The court also instructed the jury: "In the first place then you are instructed that our law provides that if any person shall deliberately and wilfully, under oath legally administered, make a false statement by a voluntary declaration or affidavit which is not required by law or made in the course of a judicial proceeding, he is guilty of false swearing, and shall be punished.
"A false statement made through inadvertence or under agitation or by mistake is not false swearing. No person shall be convicted of the offense of false swearing except upon the testimony of two credible witnesses, or of one credible witness corroborated strongly by other evidence as to the falsity of the alleged false statement under oath. . . . The term, deliberately, as used in this charge, means that the statement must have been made with deliberation and after meditation, and that it was not made hastily through inadvertence or by mistake. The term, wilfully, as herein used, means that the statement must have *20 been made with evil intent and legal malice and without reasonable grounds for believing it to have been lawful, and without legal justification." It is thus seen that the court did correctly define the offense, and the criticism that the court did not instruct that it must have been a "voluntary" affidavit is not borne out by the record.
After setting out the affidavit the court instructed the jury: "I charge you, gentlemen, that said alleged false affidavit was not required by law, and was not made in the course of a judicial proceeding, and is sufficient, if its falsity is legally proven to your satisfaction beyond a reasonable doubt to warrant a conviction of the defendant." It was not inappropriate for the court to tell the jury as a matter of law under the facts, that the affidavit in question was not made in the course of a judicial proceeding, and while the latter part of this paragraph may be subject to criticism, and if it stood alone in the charge might be error, yet the court, as hereinbefore shown, appropriately presented the only defense offered by appellant, that he was insane, and it is not such error as will necessitate a reversal of the case.
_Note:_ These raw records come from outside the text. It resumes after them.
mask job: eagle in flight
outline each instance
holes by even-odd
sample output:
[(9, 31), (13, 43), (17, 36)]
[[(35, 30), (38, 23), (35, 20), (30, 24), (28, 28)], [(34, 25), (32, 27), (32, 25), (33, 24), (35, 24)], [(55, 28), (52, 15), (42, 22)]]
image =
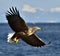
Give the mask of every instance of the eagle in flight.
[(31, 46), (41, 47), (46, 45), (45, 42), (35, 34), (35, 32), (41, 28), (28, 27), (16, 7), (9, 8), (9, 10), (10, 11), (7, 11), (6, 13), (6, 18), (8, 24), (15, 32), (11, 38), (8, 38), (9, 41), (17, 43), (19, 39), (22, 39)]

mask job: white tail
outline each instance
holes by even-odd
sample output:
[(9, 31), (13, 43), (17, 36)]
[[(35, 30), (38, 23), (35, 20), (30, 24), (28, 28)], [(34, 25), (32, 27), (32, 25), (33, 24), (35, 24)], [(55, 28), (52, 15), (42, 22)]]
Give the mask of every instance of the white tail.
[(13, 41), (11, 40), (11, 37), (14, 35), (14, 32), (13, 33), (8, 33), (8, 38), (7, 38), (7, 42), (9, 43), (12, 43)]

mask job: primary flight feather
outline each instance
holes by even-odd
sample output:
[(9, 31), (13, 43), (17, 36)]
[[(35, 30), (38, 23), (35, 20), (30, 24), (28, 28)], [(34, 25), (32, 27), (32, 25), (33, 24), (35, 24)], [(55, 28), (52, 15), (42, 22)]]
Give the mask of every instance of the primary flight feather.
[(22, 17), (19, 14), (19, 11), (17, 8), (9, 8), (10, 11), (7, 11), (6, 18), (8, 20), (8, 24), (12, 28), (12, 30), (15, 32), (11, 38), (8, 38), (8, 40), (12, 40), (14, 42), (18, 42), (19, 39), (22, 39), (27, 44), (31, 46), (44, 46), (46, 45), (45, 42), (39, 38), (35, 33), (35, 31), (41, 29), (39, 27), (28, 27), (25, 23), (25, 21), (22, 19)]

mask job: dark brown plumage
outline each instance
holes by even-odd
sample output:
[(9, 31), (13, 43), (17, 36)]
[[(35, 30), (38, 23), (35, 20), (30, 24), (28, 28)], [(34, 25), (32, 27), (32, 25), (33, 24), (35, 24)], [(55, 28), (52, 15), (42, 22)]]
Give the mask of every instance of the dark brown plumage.
[(20, 17), (19, 11), (17, 8), (9, 8), (10, 12), (7, 11), (6, 18), (8, 24), (15, 31), (15, 34), (11, 37), (10, 40), (18, 42), (18, 39), (22, 39), (27, 44), (32, 46), (44, 46), (46, 45), (36, 34), (35, 31), (39, 30), (39, 27), (30, 28), (26, 25), (25, 21)]

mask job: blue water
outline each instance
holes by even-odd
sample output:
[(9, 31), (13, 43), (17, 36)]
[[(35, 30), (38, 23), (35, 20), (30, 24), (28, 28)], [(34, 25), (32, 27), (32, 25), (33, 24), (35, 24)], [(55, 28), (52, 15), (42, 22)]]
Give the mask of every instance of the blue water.
[[(31, 27), (39, 26), (41, 30), (36, 34), (47, 45), (32, 47), (20, 40), (18, 44), (8, 43), (7, 34), (12, 32), (8, 24), (0, 24), (0, 56), (60, 56), (60, 24), (38, 23), (28, 24)], [(48, 45), (48, 42), (51, 44)]]

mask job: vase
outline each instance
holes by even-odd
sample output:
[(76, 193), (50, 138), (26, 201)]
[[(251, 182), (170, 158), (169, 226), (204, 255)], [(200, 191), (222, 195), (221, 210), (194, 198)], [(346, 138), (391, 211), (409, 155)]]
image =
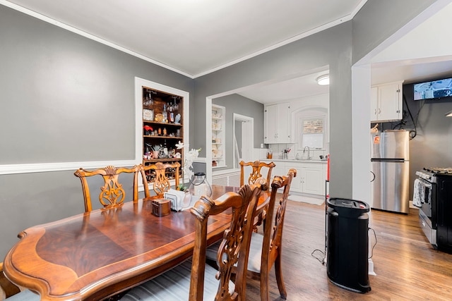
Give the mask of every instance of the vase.
[(201, 197), (205, 195), (210, 197), (212, 196), (212, 188), (206, 178), (206, 173), (196, 173), (190, 180), (189, 191), (191, 195)]

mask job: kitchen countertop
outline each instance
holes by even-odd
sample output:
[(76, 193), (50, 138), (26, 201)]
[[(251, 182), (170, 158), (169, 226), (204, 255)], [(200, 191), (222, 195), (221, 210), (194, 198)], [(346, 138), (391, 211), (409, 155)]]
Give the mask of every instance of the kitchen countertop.
[(261, 159), (261, 161), (273, 161), (275, 162), (299, 162), (299, 163), (327, 163), (326, 160), (311, 159), (311, 160), (297, 160), (296, 159)]

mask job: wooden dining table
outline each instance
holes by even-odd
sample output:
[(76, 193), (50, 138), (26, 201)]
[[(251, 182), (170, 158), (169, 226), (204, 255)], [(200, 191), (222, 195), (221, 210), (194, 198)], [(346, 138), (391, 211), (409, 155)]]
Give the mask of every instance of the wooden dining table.
[[(212, 185), (213, 198), (238, 188)], [(258, 211), (268, 204), (262, 192)], [(4, 261), (6, 276), (42, 300), (100, 300), (175, 266), (193, 254), (189, 210), (152, 214), (152, 200), (128, 202), (29, 228)], [(221, 239), (231, 216), (209, 218), (208, 243)]]

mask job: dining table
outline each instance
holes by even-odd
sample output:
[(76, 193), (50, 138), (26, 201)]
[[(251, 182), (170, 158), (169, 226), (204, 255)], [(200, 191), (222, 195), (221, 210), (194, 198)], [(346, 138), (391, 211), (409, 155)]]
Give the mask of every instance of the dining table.
[[(213, 185), (212, 198), (238, 190)], [(256, 212), (269, 196), (261, 192)], [(195, 223), (189, 210), (153, 215), (152, 199), (28, 228), (4, 259), (5, 275), (49, 301), (105, 300), (158, 276), (192, 255)], [(230, 211), (209, 217), (208, 244), (230, 221)]]

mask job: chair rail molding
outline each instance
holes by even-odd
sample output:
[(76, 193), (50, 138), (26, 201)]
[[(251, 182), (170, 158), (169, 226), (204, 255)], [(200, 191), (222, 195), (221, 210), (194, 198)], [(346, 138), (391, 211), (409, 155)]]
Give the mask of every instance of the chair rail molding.
[(0, 175), (16, 173), (46, 173), (50, 171), (76, 171), (81, 167), (97, 168), (112, 165), (114, 166), (133, 166), (139, 164), (140, 160), (88, 161), (78, 162), (32, 163), (26, 164), (0, 165)]

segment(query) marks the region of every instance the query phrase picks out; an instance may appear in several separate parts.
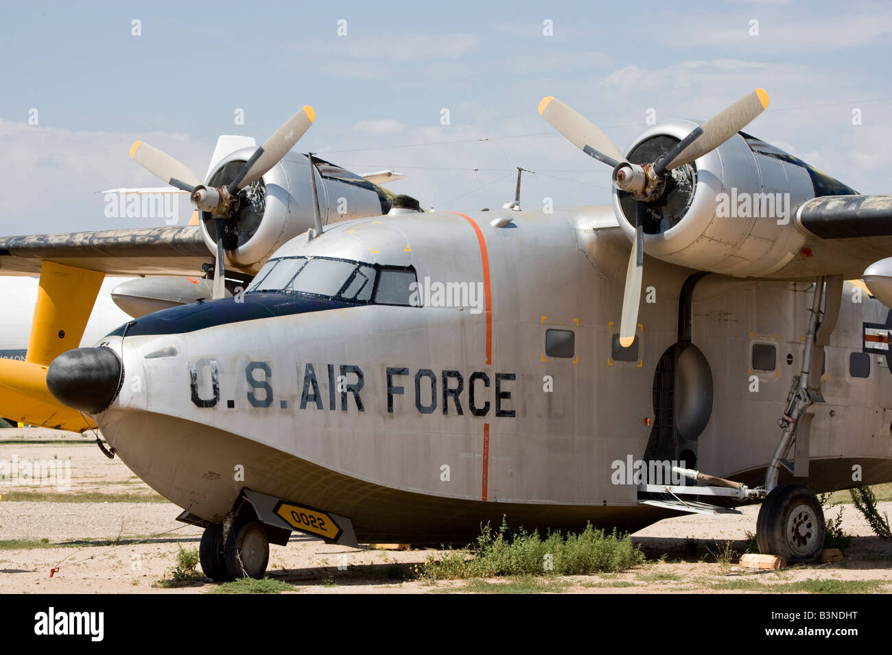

If appellant was sane he is positively identified as the man who made the affidavit signing another's name to it; its absolute falsity is shown, no effort being made to show that it spoke the truth. Appellant admitted he knew no such man as Gambrell; had bought no onions from him, and in his written confessions introduced in evidence he himself left himself no defense other than insanity.
While appellant states that subsequent to this time he had been adjudged insane, yet he states he had recovered his mental status at the time of this trial, and as there is nothing to disclose that at the time of the trial for insanity there was any evidence offered nor finding that it covered the period in which he is alleged to have committed this offense, the facts do not bring it within the rule announced in the case of Witty v. State, decided at this term of court, and the court did not err in instructing the jury that the burden was on defendant to show by a preponderance of the testimony that he was of unsound mind at the date of the commission of the offense.
The judgment is affirmed.
Affirmed.
[Rehearing denied June 11, 1913. — Reporter.]